As a single mother in her late 20s with a wealth of life experience, she returned to academia, taking an undergraduate degree in psychology at Simon Fraser University. It was there that she became interested in the research world of infants. Her honours essay, co-published with fellow students and her supervisor Jean Koepke, challenged the highly publicized findings of Andrew Meltzoff and Keith Moore that neonates can imitate facial and manual gestures. It was also where she met her second husband, Anders Sandberg.

Together they travelled to Montreal in 1979, where Prof. Legerstee earned a master’s degree and a PhD in psychology at the Université du Québec à Montréal. It was during that time their son Tor was born.

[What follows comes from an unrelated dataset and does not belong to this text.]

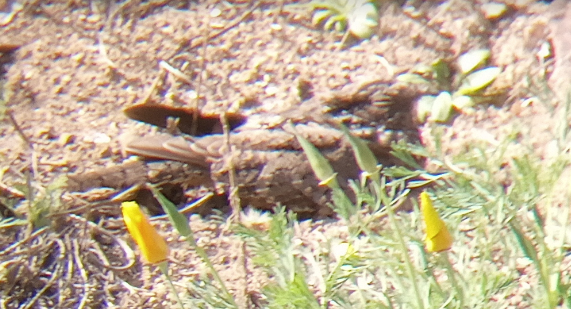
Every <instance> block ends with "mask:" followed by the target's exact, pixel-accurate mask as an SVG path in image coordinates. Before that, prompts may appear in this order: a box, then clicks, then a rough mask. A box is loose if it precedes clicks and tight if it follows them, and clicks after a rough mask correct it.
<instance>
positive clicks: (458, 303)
mask: <svg viewBox="0 0 571 309" xmlns="http://www.w3.org/2000/svg"><path fill="white" fill-rule="evenodd" d="M566 111H569V109H566ZM561 119H562V120H565V119H567V118H566V117H561ZM434 128H435V129H436V130H433V131H432V132H433V134H435V136H434V138H435V139H437V138H438V135H439V134H440V133H439V132H441V130H442V129H443V127H441V125H439V124H434ZM562 132H563V131H562ZM514 133H515V132H514ZM560 133H561V132H560ZM346 134H348V133H346ZM515 136H516V135H515V134H513V135H510V136H508V137H507V138H506V139H505V140H504V141H500V143H499V144H498V145H496V147H494V148H490V147H489V145H487V144H485V143H483V142H481V143H480V142H473V143H469V144H468V146H467V149H466V151H465V152H464V153H462V154H461V155H458V156H456V157H452V158H449V157H447V156H446V155H444V154H443V153H442V151H441V147H440V146H438V145H437V147H435V149H436V150H435V151H434V152H428V151H427V150H426V149H423V148H422V147H420V146H419V145H410V144H405V143H399V144H395V145H393V154H394V155H395V156H397V157H398V158H399V159H401V160H402V161H403V162H408V163H409V164H408V165H409V167H408V168H404V167H394V168H384V167H382V166H379V165H378V164H377V163H376V162H374V161H372V159H371V157H370V156H368V154H367V150H366V149H364V148H363V147H364V145H365V144H364V143H363V142H362V141H360V140H358V139H356V138H355V137H352V136H349V135H348V136H347V137H348V138H349V140H350V141H351V144H352V145H353V147H355V153H356V156H357V157H359V156H362V157H361V158H360V159H359V158H358V162H359V163H358V164H359V166H361V167H362V169H363V171H362V175H361V177H360V178H359V179H356V180H353V181H352V182H351V186H350V187H351V188H352V189H353V190H354V191H355V193H356V196H357V201H356V203H355V205H352V206H351V209H352V211H350V212H348V211H347V209H344V208H342V207H334V209H336V210H337V211H339V213H338V215H339V217H340V218H341V219H340V221H339V222H337V224H339V225H341V226H342V227H341V228H342V229H343V230H344V231H345V232H344V233H340V234H338V235H342V236H335V237H329V238H327V240H326V242H325V243H322V244H320V247H319V248H313V247H311V246H309V245H308V244H306V243H304V241H303V240H302V239H301V238H300V236H299V233H297V232H298V231H299V229H300V228H301V227H300V224H299V223H298V221H297V219H296V216H295V214H292V213H286V212H285V208H284V207H277V208H276V210H275V213H274V214H269V215H267V216H266V217H265V218H267V219H269V220H268V221H269V223H268V224H267V225H264V228H260V226H257V225H256V226H248V225H238V226H235V227H234V231H235V232H236V233H237V234H238V236H240V237H241V238H242V239H243V240H244V241H245V244H246V246H247V248H248V250H247V251H248V252H250V253H251V254H252V256H253V260H252V262H253V263H254V265H255V266H256V267H258V268H259V269H261V270H263V271H264V272H265V274H266V275H267V278H268V279H269V281H268V283H267V285H266V286H265V287H264V288H263V289H262V290H261V292H260V293H261V295H260V296H259V297H258V302H257V305H258V306H259V307H260V308H506V307H509V306H518V307H521V308H523V307H525V308H556V307H567V308H571V288H570V287H571V280H570V279H569V276H568V272H569V271H568V269H569V267H568V265H569V263H570V262H571V261H569V258H568V257H567V251H568V250H569V248H571V244H570V241H569V238H568V237H567V235H568V234H569V230H568V228H567V226H568V225H569V221H570V213H569V212H570V211H569V206H570V205H569V203H568V200H569V197H570V196H571V190H569V189H568V188H567V187H566V186H561V185H560V183H561V182H566V181H568V180H569V179H568V176H566V175H567V173H566V171H567V169H568V166H569V163H571V157H570V154H569V153H568V151H567V150H566V148H565V147H564V145H565V141H566V140H567V139H568V136H567V134H566V131H565V132H563V133H561V135H560V136H559V137H558V138H559V145H563V146H561V147H559V151H558V152H557V154H555V155H553V156H552V157H551V159H550V160H549V161H545V160H543V159H542V158H540V157H538V156H537V155H536V154H535V153H534V149H532V148H531V147H529V148H526V147H523V146H525V145H521V144H518V143H517V141H516V139H515V138H514V137H515ZM516 146H517V147H516ZM513 147H516V149H517V150H518V151H517V152H514V151H513V149H514V148H513ZM304 148H308V149H310V148H311V147H304ZM311 156H312V160H318V161H319V160H325V158H323V157H320V156H318V155H316V154H315V153H312V154H311ZM415 156H417V157H418V156H424V157H425V158H426V159H428V160H431V161H432V162H433V163H434V164H436V165H439V166H440V167H441V170H440V172H439V173H438V174H431V173H429V172H428V171H426V170H424V169H423V168H422V167H421V166H420V165H418V164H416V162H415V161H414V157H415ZM314 163H315V164H313V165H314V166H317V167H319V166H321V167H323V166H324V162H314ZM321 172H323V171H321ZM318 173H320V172H319V171H318ZM322 174H323V175H321V177H322V178H324V179H325V180H326V181H324V183H323V184H324V185H330V184H331V180H330V179H329V178H331V175H333V176H334V172H332V171H329V170H327V173H322ZM500 175H501V177H500ZM427 185H429V186H430V187H429V188H426V189H425V191H426V192H427V193H428V194H429V196H430V198H431V200H432V201H433V204H434V208H435V209H436V211H437V213H438V215H439V216H440V217H441V218H442V220H443V222H444V224H445V225H446V227H447V229H448V231H449V232H450V234H451V236H452V238H453V239H454V241H453V244H452V247H451V249H450V250H448V251H444V252H430V251H429V250H427V249H426V247H425V237H426V236H425V235H424V231H425V227H424V223H423V218H422V212H421V211H420V208H419V205H418V203H416V200H415V199H414V198H412V196H411V195H412V194H411V192H412V189H414V188H418V187H420V186H427ZM334 199H335V196H334ZM406 199H409V200H412V205H413V207H412V210H411V211H409V212H404V211H397V208H398V206H399V205H400V204H401V203H403V202H404V201H405V200H406ZM343 202H346V201H345V200H344V199H343ZM335 203H339V201H335V200H334V201H333V204H334V205H335ZM219 283H220V284H222V285H223V283H221V282H219ZM192 284H193V285H194V286H195V287H196V290H198V289H200V290H201V291H202V292H203V293H204V294H201V295H195V296H196V298H197V300H196V301H194V302H193V304H194V305H195V306H196V305H197V304H200V306H199V307H204V308H216V307H220V306H223V305H224V304H226V305H227V304H228V299H227V298H226V300H225V301H222V299H224V298H225V297H221V295H226V296H227V295H228V294H226V293H221V292H220V290H219V289H215V288H213V286H212V285H211V284H206V283H205V282H202V281H199V282H193V283H192ZM191 297H192V296H191ZM189 301H190V300H189Z"/></svg>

Eventually, Prof. Legerstee’s path led her to York University where she continued her research on infants. At the time of her death, she was putting the final touches on a special issue of the journal Infant Behavior and Development on early forms of non-verbal social cognition in human infants and non-human primates, co-edited with Heidi Marsh.

“Maria was a dedicated wife, mother and grandmother, and an active scholar and teacher, with lots of ideas and projects on the go,” says Sandberg. “She had no intention of retiring or slowing down her busy life. Infant psychology has lost a great scholar; her family has lost a key person in their lives. She will be missed.”